I read and re-read that letter. Charles Auguste. Oddly enough the name seemed strange to me. I thought of him always as The Comte . the Devil Comte . the Devil on Horseback, the name I had given him long ago when I had first seen him. These fitted him. But not Charles Auguste. I had of course learned a great deal about him since the days when I had thought of him as the Devil on Horseback. He was arrogant, of course. He had been brought up to believe that he and his kind were supreme. It had been so for centuries. They took what they wanted and if anyone stood in the way that person was brushed aside. That was firmly embedded in his nature. Would anything ever change that? Yet there was kindliness in him. Had he not taken Leon and looked after him? He had at least made some reparation for the harm he had done that family. He had cared about little Chariot and had made sure that he was well looked after and had even visited Yvette to assure himself of the child’s welfare. And for me? Was that real tenderness I had seen? How deep did it really go? Did he really love me differently from the way in which he had loved others? What if I married him and failed to produce a son? Should I one day be given a double dose of some fatal poison? Would they come one morning and find me dead?

So I did believe he had killed Ursule, It had been so opportune, hadn’t it? She had died at the right moment. Why should she, who had been a peevish invalid all her life, suddenly decide that she was going to take it?

So I thought him capable of murder and still I wanted him. I wanted to make love with him. I might as well face the truth. It was what my mother had always said one should do. I had always thought of love between men and women as that which my mother had had for my father. A woman should always look up to her husband, admire his good qualities. But if the man who excited one more than any other could possibly do, if the man in whose company one found the utmost pleasure was possibly a murderer, what then?

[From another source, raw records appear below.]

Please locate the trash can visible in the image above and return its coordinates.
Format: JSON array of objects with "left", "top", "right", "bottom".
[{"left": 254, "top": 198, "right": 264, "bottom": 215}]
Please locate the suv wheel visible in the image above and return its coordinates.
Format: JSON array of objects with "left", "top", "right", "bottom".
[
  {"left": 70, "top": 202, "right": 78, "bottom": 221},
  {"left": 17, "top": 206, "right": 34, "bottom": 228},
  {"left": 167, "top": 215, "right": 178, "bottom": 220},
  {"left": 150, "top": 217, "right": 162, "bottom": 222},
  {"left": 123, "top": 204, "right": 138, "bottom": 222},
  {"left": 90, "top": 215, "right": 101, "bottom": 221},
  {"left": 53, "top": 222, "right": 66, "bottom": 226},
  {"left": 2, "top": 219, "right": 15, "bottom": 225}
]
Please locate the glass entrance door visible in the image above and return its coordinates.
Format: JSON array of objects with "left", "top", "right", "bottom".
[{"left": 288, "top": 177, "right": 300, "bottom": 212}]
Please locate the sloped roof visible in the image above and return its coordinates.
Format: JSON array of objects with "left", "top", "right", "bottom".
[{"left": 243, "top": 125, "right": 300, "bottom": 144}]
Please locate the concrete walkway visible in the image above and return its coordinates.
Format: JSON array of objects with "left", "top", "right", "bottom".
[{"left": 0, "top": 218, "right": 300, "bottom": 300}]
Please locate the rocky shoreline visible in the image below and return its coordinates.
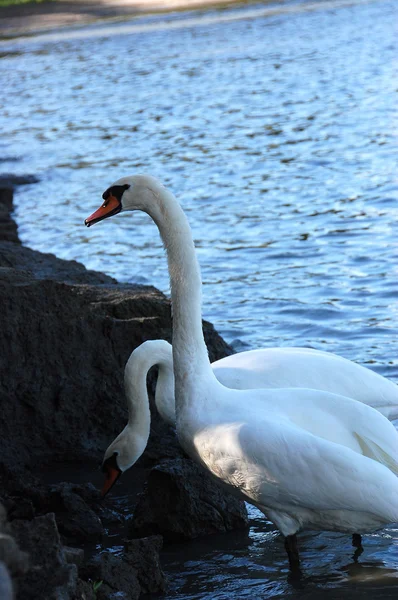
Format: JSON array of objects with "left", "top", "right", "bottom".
[{"left": 0, "top": 176, "right": 247, "bottom": 600}]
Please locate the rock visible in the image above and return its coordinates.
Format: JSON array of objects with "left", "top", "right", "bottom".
[
  {"left": 64, "top": 546, "right": 84, "bottom": 566},
  {"left": 0, "top": 504, "right": 29, "bottom": 580},
  {"left": 0, "top": 561, "right": 14, "bottom": 600},
  {"left": 125, "top": 535, "right": 165, "bottom": 594},
  {"left": 0, "top": 173, "right": 39, "bottom": 188},
  {"left": 80, "top": 536, "right": 165, "bottom": 600},
  {"left": 42, "top": 483, "right": 104, "bottom": 543},
  {"left": 0, "top": 184, "right": 19, "bottom": 244},
  {"left": 129, "top": 458, "right": 248, "bottom": 542},
  {"left": 0, "top": 533, "right": 29, "bottom": 580},
  {"left": 11, "top": 513, "right": 77, "bottom": 600},
  {"left": 74, "top": 579, "right": 96, "bottom": 600}
]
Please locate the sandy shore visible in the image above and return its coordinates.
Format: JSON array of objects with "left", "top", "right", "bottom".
[{"left": 0, "top": 0, "right": 252, "bottom": 37}]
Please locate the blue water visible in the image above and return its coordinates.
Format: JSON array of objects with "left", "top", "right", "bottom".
[{"left": 0, "top": 0, "right": 398, "bottom": 600}]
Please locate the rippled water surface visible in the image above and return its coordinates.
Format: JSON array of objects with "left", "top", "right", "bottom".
[{"left": 0, "top": 0, "right": 398, "bottom": 599}]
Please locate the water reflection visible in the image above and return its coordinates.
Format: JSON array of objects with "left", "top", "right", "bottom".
[{"left": 0, "top": 0, "right": 398, "bottom": 600}]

I should have loved to talk to her of these matters-but had she been alive I should never have been in this situation. She would never have approved of my coming to France in the first place and I knew that if she were here now she would say: “We must leave for England without delay.”

While I was brooding thus Margot came in with her petit dejeuner.

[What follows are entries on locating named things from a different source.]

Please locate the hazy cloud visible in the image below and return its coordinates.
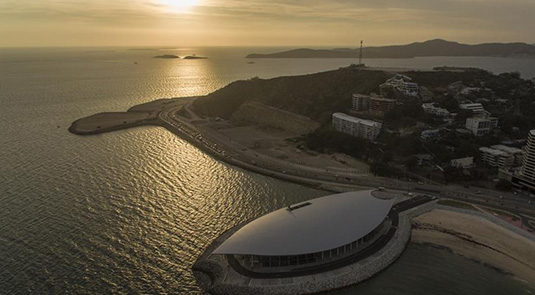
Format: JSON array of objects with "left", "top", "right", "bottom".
[{"left": 0, "top": 0, "right": 535, "bottom": 46}]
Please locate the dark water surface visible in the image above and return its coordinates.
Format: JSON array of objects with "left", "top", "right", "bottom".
[{"left": 0, "top": 48, "right": 535, "bottom": 294}]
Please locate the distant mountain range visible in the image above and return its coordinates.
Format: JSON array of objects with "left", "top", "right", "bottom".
[{"left": 247, "top": 39, "right": 535, "bottom": 58}]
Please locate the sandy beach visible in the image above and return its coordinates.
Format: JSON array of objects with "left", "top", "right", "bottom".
[
  {"left": 412, "top": 209, "right": 535, "bottom": 288},
  {"left": 69, "top": 98, "right": 193, "bottom": 135}
]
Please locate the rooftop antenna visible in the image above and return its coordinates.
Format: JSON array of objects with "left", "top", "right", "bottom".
[{"left": 359, "top": 40, "right": 362, "bottom": 66}]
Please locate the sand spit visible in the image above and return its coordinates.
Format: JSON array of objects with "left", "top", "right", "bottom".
[
  {"left": 69, "top": 98, "right": 193, "bottom": 135},
  {"left": 412, "top": 210, "right": 535, "bottom": 287}
]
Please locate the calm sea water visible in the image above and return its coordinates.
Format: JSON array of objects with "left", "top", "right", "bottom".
[{"left": 0, "top": 48, "right": 535, "bottom": 294}]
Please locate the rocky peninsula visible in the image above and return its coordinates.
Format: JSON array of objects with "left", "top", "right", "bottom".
[
  {"left": 247, "top": 39, "right": 535, "bottom": 58},
  {"left": 69, "top": 67, "right": 535, "bottom": 292},
  {"left": 153, "top": 54, "right": 180, "bottom": 59}
]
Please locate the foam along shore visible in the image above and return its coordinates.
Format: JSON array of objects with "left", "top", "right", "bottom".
[
  {"left": 69, "top": 98, "right": 193, "bottom": 135},
  {"left": 411, "top": 206, "right": 535, "bottom": 288}
]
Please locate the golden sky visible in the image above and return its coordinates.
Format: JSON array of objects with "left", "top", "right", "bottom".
[{"left": 0, "top": 0, "right": 535, "bottom": 47}]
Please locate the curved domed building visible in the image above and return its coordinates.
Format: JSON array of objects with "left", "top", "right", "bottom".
[
  {"left": 212, "top": 191, "right": 393, "bottom": 274},
  {"left": 193, "top": 191, "right": 434, "bottom": 295}
]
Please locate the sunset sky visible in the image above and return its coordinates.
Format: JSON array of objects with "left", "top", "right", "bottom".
[{"left": 0, "top": 0, "right": 535, "bottom": 47}]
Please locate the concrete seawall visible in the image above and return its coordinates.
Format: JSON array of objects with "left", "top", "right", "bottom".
[{"left": 193, "top": 202, "right": 435, "bottom": 295}]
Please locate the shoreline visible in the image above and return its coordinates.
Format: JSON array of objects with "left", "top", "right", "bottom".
[
  {"left": 411, "top": 205, "right": 535, "bottom": 288},
  {"left": 69, "top": 97, "right": 535, "bottom": 287},
  {"left": 69, "top": 97, "right": 535, "bottom": 217}
]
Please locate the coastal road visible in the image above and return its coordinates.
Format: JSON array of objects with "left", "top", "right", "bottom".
[{"left": 159, "top": 105, "right": 535, "bottom": 220}]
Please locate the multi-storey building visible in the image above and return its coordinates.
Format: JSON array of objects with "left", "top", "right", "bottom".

I hastily thrust the Comte’s letter in a drawer and she was so absorbed in her own thoughts that she did not notice my doing so.

“I have to talk to you, Minelle,” she said.

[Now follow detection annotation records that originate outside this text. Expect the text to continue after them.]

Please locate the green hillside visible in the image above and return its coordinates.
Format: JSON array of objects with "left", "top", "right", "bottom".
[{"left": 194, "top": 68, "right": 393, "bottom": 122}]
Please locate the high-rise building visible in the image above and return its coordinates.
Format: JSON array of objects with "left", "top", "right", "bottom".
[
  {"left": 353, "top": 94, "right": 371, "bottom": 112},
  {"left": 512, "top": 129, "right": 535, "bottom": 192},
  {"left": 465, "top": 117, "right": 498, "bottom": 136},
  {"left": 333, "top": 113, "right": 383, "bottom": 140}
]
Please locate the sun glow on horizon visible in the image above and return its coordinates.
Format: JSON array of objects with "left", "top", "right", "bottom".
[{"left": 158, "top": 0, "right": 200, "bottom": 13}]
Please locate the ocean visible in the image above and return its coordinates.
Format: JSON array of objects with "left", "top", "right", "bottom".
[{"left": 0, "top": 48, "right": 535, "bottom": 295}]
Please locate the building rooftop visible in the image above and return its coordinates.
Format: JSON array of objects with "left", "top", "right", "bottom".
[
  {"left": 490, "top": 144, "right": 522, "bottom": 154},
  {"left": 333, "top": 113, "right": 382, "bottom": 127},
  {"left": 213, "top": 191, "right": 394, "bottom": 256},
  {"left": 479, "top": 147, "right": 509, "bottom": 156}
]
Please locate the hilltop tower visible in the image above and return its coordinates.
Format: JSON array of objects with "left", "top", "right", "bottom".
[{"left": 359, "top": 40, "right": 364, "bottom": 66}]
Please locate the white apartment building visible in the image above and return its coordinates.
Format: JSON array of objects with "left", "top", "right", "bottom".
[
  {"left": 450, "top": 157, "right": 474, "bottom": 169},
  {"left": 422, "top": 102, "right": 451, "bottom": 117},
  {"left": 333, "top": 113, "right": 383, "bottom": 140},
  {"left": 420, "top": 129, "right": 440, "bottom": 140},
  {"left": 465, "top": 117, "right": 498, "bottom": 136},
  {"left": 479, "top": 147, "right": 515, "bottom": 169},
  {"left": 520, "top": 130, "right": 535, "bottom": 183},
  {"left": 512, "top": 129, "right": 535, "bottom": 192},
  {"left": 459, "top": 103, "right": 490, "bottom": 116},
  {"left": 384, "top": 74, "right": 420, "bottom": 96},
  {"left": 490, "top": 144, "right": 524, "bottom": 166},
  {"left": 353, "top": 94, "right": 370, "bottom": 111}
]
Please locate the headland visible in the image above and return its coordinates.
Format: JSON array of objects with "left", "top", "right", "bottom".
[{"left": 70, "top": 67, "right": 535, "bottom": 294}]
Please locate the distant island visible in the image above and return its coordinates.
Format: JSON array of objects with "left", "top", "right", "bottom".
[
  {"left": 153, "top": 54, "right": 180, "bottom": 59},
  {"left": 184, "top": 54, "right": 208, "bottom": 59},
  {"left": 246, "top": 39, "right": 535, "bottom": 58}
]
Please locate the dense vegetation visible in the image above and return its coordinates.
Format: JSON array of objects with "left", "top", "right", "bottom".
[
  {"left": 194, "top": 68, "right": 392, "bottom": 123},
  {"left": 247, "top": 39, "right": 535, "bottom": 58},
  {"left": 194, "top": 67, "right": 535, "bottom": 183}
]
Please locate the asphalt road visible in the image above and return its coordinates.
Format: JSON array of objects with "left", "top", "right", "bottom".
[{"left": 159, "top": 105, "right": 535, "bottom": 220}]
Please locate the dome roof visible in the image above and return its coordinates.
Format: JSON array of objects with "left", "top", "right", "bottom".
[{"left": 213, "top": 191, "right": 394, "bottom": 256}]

“It’s been worrying me all night. I’ve scarcely slept.”

I wondered then if she was aware of her father’s departure and if she had seen him turn and wave to me. But it was hardly likely. When Margot was wrapped up in her own affairs she never noticed what other people were doing.

I was so shocked,” she said.

“I would never have believed it of them,” “Of whom are you talking?”

“Of Mimi and Bessell. Of course the servants have changed such a lot.

You must have noticed. They can be so insolent now. But Bessell .

and Mimi most of all. Of course it is Bessell’s doing. She would never have done it without him. “

“What has happened?” I asked, my heart sinking for I had thought from the first that it had been unwise to share the secret with them.

“Mimi came to me last night and said that Bessell wanted to speak to me. It didn’t occur to me then what it meant. I thought it was something about the horses. When he came, he was different somehow .. not a bit like the old Bessell. He stood there with a rather unpleasant look on his face and didn’t offer any excuse for coming in like that. He said there was a cottage vacant on the estate and he wanted to have it so that he and Mimi could get married right away.”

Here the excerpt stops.